Notre intention n’est nullement d’incriminer ou faire le procès de toutes ces catégories sociales. Nous rejetons toute catégorisation et toute généralisation et nous connaissons des professionnels consciencieux et dévoués. Notre objectif est uniquement d’impliquer toutes nos élites, nos médias ou encore l’éducation nationale pour se pencher sur ces sujets épineux et d’engager des réflexions pour remédier à ces “dysfonctionnements” de la société .
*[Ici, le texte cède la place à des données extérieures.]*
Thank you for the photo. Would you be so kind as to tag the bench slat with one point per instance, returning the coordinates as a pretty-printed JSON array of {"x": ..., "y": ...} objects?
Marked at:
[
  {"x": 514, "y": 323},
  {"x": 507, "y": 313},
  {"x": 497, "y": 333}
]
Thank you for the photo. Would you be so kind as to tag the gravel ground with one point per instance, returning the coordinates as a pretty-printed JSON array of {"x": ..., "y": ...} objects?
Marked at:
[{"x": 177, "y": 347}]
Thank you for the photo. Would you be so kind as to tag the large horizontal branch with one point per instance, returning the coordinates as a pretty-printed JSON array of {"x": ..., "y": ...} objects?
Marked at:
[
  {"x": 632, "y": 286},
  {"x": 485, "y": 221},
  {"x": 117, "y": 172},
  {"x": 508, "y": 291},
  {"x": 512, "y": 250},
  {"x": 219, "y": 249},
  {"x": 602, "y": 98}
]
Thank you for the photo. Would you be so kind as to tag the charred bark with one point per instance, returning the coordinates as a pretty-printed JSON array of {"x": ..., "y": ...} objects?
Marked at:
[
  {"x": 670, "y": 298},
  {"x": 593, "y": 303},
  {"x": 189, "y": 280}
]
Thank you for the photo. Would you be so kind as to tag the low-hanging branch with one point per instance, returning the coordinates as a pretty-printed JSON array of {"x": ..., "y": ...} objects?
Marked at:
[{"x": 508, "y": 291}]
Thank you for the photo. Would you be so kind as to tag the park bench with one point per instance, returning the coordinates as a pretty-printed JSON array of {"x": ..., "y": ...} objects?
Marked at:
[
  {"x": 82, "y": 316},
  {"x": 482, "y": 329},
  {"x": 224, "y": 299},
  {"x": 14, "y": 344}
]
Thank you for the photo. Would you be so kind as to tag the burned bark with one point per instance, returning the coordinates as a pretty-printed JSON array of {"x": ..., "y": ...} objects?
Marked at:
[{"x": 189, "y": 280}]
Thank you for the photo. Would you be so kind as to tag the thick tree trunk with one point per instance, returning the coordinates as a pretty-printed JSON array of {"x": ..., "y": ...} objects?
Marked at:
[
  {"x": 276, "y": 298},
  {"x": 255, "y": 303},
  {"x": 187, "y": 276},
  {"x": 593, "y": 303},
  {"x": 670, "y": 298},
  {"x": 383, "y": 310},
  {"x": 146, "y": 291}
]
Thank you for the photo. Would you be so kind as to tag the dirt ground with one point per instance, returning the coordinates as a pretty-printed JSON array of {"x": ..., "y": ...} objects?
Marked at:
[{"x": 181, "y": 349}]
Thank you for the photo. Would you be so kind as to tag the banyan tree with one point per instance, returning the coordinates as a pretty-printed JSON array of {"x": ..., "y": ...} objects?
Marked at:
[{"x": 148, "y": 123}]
Car ceux-ci peuvent être instrumentalisés pour mettre à bas notre modèle social, constituant l’exception algérienne et enviée, quoi qu’en dise, par beaucoup. En effet, lorsqu’on veut abattre son chien on dit qu’il a la rage. Ainsi, pour les services publiques, ou encore les entreprises publiques, on dit d’abord qu’elles sont inefficaces, budgétivores, que les salariés ont des privilèges, qu’ils sont paresseux, etc.
Et donc la solution serait de privatiser.
Et si de surcroît, il y a des grèves, des perturbations dans les services, c’est du pain béni, cela donne du grain à moudre à certains groupes de pression.
On a pu l’observer en France, par exemple, où les médias, détenus par des oligarques, ont lancé leur machine à propagande. Et force est de constater que cela marche sur l’opinion publique.
Le civisme est donc un chantier de grande ampleur et de longue haleine, mais également d’extrême importance au regard des implications sociétales qu’il induit.
Nul ne peut nier que notre pays a été généreusement nanti, mais cela ne nous autorise pas à nous comporter en enfants gâtés-pourris. Bien au contraire, il est de notre devoir le plus absolu de nous montrer dignes des libéralités dont Dieu nous a gratifiés. Et afin que celles-ci ne se métamorphosent pas en malédiction, la moralité doit être conjuguée à tous les niveaux de la société algérienne, du sommet des entreprises privées et des institutions étatiques au simple citoyen.